T. C. Jenkins Department of Biophysics, Johns Hopkins University, Baltimore, MD 21218, USA.
Biophys Chem. 2011 Nov;159(1):194-204. doi: 10.1016/j.bpc.2011.06.013. Epub 2011 Jul 6.
OmpA is one of only a few transmembrane proteins whose folding and stability have been investigated in detail. However, only half of the OmpA mass encodes its transmembrane β-barrel; the remaining sequence is a soluble domain that is localized to the periplasmic side of the outer membrane. To understand how the OmpA periplasmic domain contributes to the stability and folding of the full-length OmpA protein, we cloned, expressed, purified and studied the OmpA periplasmic domain independently of the OmpA transmembrane β-barrel region. Our experiments showed that the OmpA periplasmic domain exists as an independent folding unit with a free energy of folding equal to -6.2 (±0.1) kcal mol(-1) at 25°C. Using circular dichroism, we determined that the OmpA periplasmic domain adopts a mixed alpha/beta secondary structure, a conformation that has previously been used to describe the partially folded non-native state of the full-length OmpA. We further discovered that the OmpA periplasmic domain reduces the self-association propensity of the unfolded barrel domain, but only when covalently attached (in cis). In vitro folding experiments showed that self-association competes with β-barrel folding when allowed to occur before the addition of membranes, and the periplasmic domain enhances the folding efficiency of the full-length protein by reducing its self-association. These results identify a novel chaperone function for the periplasmic domain of OmpA that may be relevant for folding in vivo. We have also extensively investigated the properties of the self-association reaction of unfolded OmpA and found that the transmembrane region must form a critical nucleus comprised of three molecules before undergoing further oligomerization to form large molecular weight species. Finally, we studied the conformation of the unfolded OmpA monomer and found that the folding-competent form of the transmembrane region adopts an expanded conformation, which is in contrast to previous studies that have suggested a collapsed unfolded state.
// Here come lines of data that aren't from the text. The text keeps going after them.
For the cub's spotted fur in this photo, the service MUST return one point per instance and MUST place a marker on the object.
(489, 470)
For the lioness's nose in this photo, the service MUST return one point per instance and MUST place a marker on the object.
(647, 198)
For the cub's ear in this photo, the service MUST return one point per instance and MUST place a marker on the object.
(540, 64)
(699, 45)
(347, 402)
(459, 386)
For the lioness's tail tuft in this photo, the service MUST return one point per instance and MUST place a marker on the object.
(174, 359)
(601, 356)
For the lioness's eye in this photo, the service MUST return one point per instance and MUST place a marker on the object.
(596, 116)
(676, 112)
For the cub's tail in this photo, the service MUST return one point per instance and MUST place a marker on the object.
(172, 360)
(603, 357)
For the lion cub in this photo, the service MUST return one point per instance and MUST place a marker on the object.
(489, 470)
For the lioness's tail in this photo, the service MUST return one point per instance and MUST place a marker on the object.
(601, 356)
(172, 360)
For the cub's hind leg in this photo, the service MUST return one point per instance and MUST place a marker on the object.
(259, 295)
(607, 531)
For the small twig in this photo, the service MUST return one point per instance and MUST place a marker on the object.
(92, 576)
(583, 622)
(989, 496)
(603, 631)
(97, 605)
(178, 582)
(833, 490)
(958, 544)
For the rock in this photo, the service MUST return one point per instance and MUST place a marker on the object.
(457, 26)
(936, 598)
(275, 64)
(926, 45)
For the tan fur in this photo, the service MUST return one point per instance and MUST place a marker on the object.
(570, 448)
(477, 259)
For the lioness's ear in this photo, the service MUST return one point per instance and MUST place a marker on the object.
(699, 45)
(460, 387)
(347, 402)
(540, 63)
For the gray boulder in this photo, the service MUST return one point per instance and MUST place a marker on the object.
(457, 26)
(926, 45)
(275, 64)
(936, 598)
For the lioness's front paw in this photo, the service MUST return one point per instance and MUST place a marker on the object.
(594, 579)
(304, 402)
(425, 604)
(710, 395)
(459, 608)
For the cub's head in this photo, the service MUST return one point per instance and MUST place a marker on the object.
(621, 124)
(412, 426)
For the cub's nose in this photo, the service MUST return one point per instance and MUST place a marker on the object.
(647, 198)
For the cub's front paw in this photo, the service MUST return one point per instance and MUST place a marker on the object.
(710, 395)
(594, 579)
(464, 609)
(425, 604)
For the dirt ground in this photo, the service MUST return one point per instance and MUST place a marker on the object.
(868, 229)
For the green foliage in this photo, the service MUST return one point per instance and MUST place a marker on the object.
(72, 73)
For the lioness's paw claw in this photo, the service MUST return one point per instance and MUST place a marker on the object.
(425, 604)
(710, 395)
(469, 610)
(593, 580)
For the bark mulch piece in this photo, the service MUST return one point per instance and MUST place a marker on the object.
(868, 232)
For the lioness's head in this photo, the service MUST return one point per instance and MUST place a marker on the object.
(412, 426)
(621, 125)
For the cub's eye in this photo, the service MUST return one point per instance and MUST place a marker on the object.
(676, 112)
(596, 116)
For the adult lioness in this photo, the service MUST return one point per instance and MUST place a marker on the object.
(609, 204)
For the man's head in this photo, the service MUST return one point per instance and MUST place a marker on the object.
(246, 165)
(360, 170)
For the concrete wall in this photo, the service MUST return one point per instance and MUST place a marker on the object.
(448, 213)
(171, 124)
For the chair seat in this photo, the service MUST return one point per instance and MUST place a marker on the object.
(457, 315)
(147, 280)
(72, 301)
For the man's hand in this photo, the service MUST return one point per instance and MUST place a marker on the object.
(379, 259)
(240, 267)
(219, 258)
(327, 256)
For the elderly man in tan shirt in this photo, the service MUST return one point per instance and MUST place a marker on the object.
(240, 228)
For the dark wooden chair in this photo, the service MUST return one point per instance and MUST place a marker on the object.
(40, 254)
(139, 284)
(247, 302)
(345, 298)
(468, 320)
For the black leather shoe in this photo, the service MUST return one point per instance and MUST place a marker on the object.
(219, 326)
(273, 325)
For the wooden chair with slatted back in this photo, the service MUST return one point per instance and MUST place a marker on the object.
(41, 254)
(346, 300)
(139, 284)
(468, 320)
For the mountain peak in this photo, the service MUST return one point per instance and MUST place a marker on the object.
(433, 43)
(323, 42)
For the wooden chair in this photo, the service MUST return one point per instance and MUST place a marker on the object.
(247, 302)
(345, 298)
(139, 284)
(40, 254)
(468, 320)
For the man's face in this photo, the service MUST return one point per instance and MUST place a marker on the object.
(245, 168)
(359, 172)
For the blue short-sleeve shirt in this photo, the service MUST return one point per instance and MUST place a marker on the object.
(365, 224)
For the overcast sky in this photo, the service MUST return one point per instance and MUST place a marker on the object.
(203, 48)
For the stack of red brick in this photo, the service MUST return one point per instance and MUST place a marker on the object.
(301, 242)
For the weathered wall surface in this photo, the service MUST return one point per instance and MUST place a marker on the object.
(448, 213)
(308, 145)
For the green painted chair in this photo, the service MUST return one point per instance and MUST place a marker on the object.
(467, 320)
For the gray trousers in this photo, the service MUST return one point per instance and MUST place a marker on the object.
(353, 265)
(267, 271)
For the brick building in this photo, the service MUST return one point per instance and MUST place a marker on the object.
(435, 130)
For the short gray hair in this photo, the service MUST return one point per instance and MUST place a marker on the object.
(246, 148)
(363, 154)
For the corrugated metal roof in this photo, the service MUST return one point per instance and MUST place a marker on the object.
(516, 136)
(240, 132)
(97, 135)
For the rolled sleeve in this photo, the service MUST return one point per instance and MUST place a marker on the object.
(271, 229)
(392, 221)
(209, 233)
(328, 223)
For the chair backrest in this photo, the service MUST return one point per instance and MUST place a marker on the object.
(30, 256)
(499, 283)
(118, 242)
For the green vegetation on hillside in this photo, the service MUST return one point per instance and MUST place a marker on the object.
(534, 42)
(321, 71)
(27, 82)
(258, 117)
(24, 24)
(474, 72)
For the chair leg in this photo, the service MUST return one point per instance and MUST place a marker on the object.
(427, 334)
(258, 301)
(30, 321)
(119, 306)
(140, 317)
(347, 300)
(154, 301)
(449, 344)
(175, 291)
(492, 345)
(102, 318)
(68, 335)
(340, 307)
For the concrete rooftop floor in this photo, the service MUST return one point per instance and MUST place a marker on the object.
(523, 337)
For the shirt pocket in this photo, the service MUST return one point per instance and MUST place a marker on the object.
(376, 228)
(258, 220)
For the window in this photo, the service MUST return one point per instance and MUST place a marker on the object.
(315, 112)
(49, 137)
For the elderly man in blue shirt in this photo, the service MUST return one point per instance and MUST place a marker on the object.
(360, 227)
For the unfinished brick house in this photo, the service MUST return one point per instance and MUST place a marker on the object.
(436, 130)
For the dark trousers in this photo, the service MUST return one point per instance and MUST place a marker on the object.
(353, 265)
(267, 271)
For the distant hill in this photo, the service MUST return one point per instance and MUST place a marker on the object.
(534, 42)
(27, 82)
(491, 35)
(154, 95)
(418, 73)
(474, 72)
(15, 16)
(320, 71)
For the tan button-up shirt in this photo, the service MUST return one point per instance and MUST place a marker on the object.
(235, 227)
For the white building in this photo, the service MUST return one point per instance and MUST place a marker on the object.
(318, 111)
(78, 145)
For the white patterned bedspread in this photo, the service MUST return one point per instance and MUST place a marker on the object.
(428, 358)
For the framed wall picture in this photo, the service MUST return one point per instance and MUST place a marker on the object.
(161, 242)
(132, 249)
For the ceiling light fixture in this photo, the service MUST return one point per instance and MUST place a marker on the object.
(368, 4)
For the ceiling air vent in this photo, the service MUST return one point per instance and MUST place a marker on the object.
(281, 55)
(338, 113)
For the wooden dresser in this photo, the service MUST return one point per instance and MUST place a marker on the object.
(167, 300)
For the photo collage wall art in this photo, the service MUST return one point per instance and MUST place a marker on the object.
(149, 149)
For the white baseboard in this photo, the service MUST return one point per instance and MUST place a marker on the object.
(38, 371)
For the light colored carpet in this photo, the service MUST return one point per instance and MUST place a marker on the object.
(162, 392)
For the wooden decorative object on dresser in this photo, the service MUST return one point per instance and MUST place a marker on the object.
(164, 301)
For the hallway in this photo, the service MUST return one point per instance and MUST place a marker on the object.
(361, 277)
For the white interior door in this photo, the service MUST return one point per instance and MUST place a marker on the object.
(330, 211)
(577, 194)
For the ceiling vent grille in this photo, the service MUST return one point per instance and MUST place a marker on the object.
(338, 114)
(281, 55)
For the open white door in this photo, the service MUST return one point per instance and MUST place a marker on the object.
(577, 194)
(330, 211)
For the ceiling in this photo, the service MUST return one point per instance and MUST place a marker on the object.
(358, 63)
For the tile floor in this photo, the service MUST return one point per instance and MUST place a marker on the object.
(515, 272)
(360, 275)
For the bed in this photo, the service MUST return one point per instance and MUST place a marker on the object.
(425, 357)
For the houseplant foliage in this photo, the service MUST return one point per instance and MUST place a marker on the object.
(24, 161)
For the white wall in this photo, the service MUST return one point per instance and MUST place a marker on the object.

OmpA 是少数几种其折叠和稳定性已被详细研究的跨膜蛋白之一。然而,只有 OmpA 质量的一半编码其跨膜 β-桶;其余序列是一个可溶性结构域,位于外膜的周质侧。为了了解 OmpA 周质结构域如何有助于全长 OmpA 蛋白的稳定性和折叠,我们独立于 OmpA 跨膜 β-桶区域克隆、表达、纯化和研究了 OmpA 周质结构域。我们的实验表明,OmpA 周质结构域作为一个独立的折叠单元存在,其折叠自由能在 25°C 时等于-6.2(±0.1)千卡摩尔(-1)。使用圆二色性,我们确定 OmpA 周质结构域采用混合的 α/β二级结构,这种构象以前曾用于描述全长 OmpA 的部分折叠非天然状态。我们进一步发现,OmpA 周质结构域降低了未折叠桶结构域的自缔合倾向,但只有在共价连接(顺式)时才会发生。体外折叠实验表明,当允许在添加膜之前发生时,自缔合会与 β-桶折叠竞争,并且周质结构域通过降低其自缔合来提高全长蛋白的折叠效率。这些结果确定了 OmpA 周质结构域的一种新的伴侣功能,这可能与体内折叠有关。我们还广泛研究了未折叠 OmpA 自缔合反应的性质,并发现跨膜区域必须形成由三个分子组成的临界核,然后才能进一步寡聚形成大分子量物种。最后,我们研究了未折叠 OmpA 单体的构象,发现折叠 competent 形式的跨膜区域采用扩展构象,这与先前研究表明的折叠状态相反。